Saat di Kereta aku sempat bertanya pada
penumpang lain caranya ke Bali dari Surabaya, katanya bisa menggunakan Bis
Malam, Ok aku pun ke terminal Bis,
mumpung di Surabaya jalan-jalan dulu lalu selfie buat di Sosial Media. Aku tergiur dengan Rujak Cingur yang
dijual disana, lumayan buat menghilangkan pusing dari kereta tadi. Saat naik Bis
menuju Banyuwangi. 2 jam perjalanan, tiba-tiba perutku bermasalah, rasanya
mules, sakit melilit-lilit.
“Aduuuhh, pasti gara-gara jajanan itu,
ini bis gak ada toiletnya ya” dalam benaku sambil menahan sakit, keringat
dingin bercucuran. Ingin bicara untuk berhenti tapi mengangkat bokong saja
rasanya, enggan. Sekitar pukul 8 Bis berhenti sejenak di SPBU. Beberapa
penumpang turun tuk sekedar buang air kecil atau merokok, hal ini juga jadi
kesempatan buatku, untuk maaf, Puff.
“Ahhh... Leganyaa ...” akhirnya
penderitaanku pergi terbawa arus berputar itu. “Bye .. !” aku tersenyum puas,
saat ku lihat jam tangan. “Busset jam 8.45 ! gila udah setengah jam lebih gua
nongkrong” aku keluar dari toilet tapi di hadang seorang pria, bukan preman
tapi penjaga toilet untuk bayar. Saat
aku Rogoh Dompet, tepuk jidat “Astaga ! Dompet ku didalam Ransel” aku minta
izin untuk mengambil uang dulu di Bis, tapi saat keluar kamar mandi Bis nya
menghilang. Lemas tubuhku ...
Aku kebingungan, entah ada dimana. Ponsel
lowbat tak bisa nelpon, Aku SMS Ranger lain lalu Pian membalas, katanya mereka Check in disalah satu Hotel di Sanur. Aku
naik Ojek dengan Jaminan Jam Tangan dan Ponsel untuk mengejar Bis itu. Wah,
kita kebut-kebutan saat itu karena takut kehilangan jejak Bis itu, untungnya
tukang ojek tau jalan hingga terminal Bis di Banyuwangi.
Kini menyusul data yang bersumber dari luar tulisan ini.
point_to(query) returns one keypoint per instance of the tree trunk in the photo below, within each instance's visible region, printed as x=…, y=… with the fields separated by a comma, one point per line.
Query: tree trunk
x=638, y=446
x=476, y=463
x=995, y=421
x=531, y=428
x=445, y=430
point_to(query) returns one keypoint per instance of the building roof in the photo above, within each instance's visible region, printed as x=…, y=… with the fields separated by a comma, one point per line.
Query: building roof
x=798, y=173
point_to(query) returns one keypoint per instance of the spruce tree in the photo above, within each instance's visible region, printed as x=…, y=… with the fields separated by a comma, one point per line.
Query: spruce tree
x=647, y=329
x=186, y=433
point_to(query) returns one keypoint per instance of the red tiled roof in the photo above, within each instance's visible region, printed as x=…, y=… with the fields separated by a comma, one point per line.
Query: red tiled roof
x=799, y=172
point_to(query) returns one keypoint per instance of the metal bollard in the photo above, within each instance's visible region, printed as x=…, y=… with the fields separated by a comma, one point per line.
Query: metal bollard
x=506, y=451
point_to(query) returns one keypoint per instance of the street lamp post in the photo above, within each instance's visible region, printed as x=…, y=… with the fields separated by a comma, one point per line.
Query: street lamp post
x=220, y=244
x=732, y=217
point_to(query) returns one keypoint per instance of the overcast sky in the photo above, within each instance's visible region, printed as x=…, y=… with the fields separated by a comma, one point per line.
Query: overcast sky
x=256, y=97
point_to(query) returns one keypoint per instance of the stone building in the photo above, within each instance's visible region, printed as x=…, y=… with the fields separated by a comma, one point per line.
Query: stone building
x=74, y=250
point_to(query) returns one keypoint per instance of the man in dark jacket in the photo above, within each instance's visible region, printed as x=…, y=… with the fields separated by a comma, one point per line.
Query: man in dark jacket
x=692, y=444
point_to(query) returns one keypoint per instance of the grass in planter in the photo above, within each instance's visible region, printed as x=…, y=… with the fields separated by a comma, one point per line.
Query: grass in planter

Syukurlah Bis itu ada di terminal. Aku
ambil Ranselku dan sempat memarahi Kondektur karena teganya dia meninggalkan
aku. 50.000 keluar dari Dompet untuk membayar tukang Ojek itu. Jam 01.20 dini
hari, aku celingak-celinguk mencari jalan ke pelabuhan, aku pun pakai GPS (Guide
Penduduk Setempat) hehe, aku tanya pada Bapak-bapak di pos ronda, katanya ke
pelabuhan Ketapang cuma 20 menit jalan kaki.
Malam dingin cuma berjalan sendiri
ditemani gemerlap bintang, Begini rasanya berpetualang ala Nekat Traveller, ah bukan ini namanya “Ngeteng Traveller”, melelahkan
tapi begitu seru karena kerasa banget perjuangannya. Tidak seperti naik
pesawat, gak asik ! Cuma B2SB “Boarding, Bobo, Sampai, Bali”. Huh.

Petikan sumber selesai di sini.